Sep 17 2023 03:27 PM
Hi,
I would like to create a cell style that displays a certain way when working on the spreadsheet but clears that formatting when printed or saved to PDF.
For example, I'm creating a template to be used by others and would like to highlight the cells that require manual input but when these sheets are printed for clients etc. those input cells appear as a regular cell as opposed to the input cell style. Essentially would like to set a "display" cell style and a "print" cell style.
Is there a setting within Excel that achieves this without needing macros?
Sep 17 2023 06:31 PM
Who is doing the printing? The folks for whom you're creating it, or you? How automated do you want it to be?

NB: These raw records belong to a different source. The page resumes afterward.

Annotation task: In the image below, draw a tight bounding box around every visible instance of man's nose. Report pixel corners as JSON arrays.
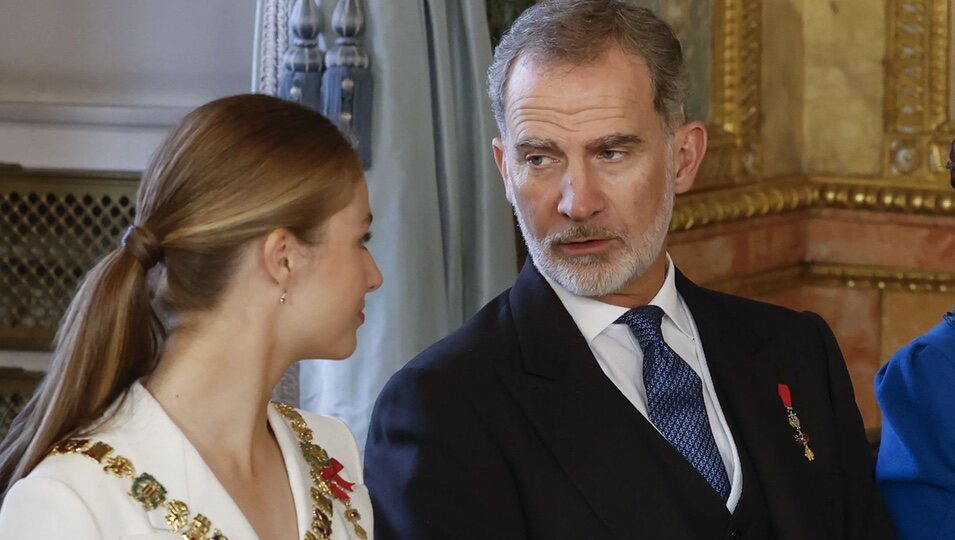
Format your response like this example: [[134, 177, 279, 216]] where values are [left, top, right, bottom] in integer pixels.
[[557, 171, 604, 221]]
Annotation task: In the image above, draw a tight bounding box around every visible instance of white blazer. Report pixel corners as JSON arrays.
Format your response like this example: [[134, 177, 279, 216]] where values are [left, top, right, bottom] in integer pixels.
[[0, 383, 374, 540]]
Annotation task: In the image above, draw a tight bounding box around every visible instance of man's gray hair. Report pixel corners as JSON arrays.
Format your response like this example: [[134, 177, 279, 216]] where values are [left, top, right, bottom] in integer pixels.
[[487, 0, 687, 135]]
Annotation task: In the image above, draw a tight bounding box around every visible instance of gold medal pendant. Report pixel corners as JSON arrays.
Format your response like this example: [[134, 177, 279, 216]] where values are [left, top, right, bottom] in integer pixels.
[[776, 383, 816, 461]]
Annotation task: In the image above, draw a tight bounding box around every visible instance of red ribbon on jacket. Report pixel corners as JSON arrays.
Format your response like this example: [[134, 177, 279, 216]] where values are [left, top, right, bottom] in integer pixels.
[[320, 458, 355, 501]]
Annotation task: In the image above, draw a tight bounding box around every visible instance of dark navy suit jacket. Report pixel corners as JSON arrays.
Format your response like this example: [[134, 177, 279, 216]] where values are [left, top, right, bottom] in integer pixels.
[[875, 313, 955, 540], [365, 263, 894, 540]]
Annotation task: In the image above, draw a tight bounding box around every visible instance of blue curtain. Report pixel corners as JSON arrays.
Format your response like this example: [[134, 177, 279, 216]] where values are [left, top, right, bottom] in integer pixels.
[[299, 0, 517, 447]]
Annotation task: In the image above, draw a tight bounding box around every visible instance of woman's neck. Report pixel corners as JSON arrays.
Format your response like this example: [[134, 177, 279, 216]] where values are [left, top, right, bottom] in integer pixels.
[[145, 318, 287, 476]]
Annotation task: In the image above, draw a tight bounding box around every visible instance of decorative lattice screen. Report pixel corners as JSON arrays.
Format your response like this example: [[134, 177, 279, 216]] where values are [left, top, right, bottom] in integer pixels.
[[0, 168, 138, 349]]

It would be a fairly simple matter to have a cell off to the side, not part of the active and printable spreadsheet, with instructions that just say, before printing, check this box (or enter "Ready to Print" or some such. Make it a Drop-down selection box. Then use conditional formatting to highlight the cells to a yellow background when not ready to print, and a clear back ground when "Ready to Print."
Sep 17 2023 07:34 PM
Hi,
It will be others doing the printing so I'd like it as automated as possible. Ideally they'd just fill in the required info and hit print. Then the input cells show up on the pdf as normal cells.
Cheers
Sep 18 2023 06:58 AM
Well, I'm not sure that can be done -- "Hit print" in the normal fashion, and have that action in-and-of-itself cause the cells to change format. But I am not a VBA/macro person at all..so I'll defer to those who are.
In the meantime, assuming these people are able to follow simple instructions (which must be true if they're filling in an Excel spreadsheet in the first place), the method I was suggesting would work.
Come to think of it, to print to PDF requires its own separate step beyond "Hit print" doesn't it? Again, maybe there's a VBA/macro routine that could incorporate all of it, but if I were in your spot, I'd worry that we might be making a simple task more complicated and, potentially, error prone.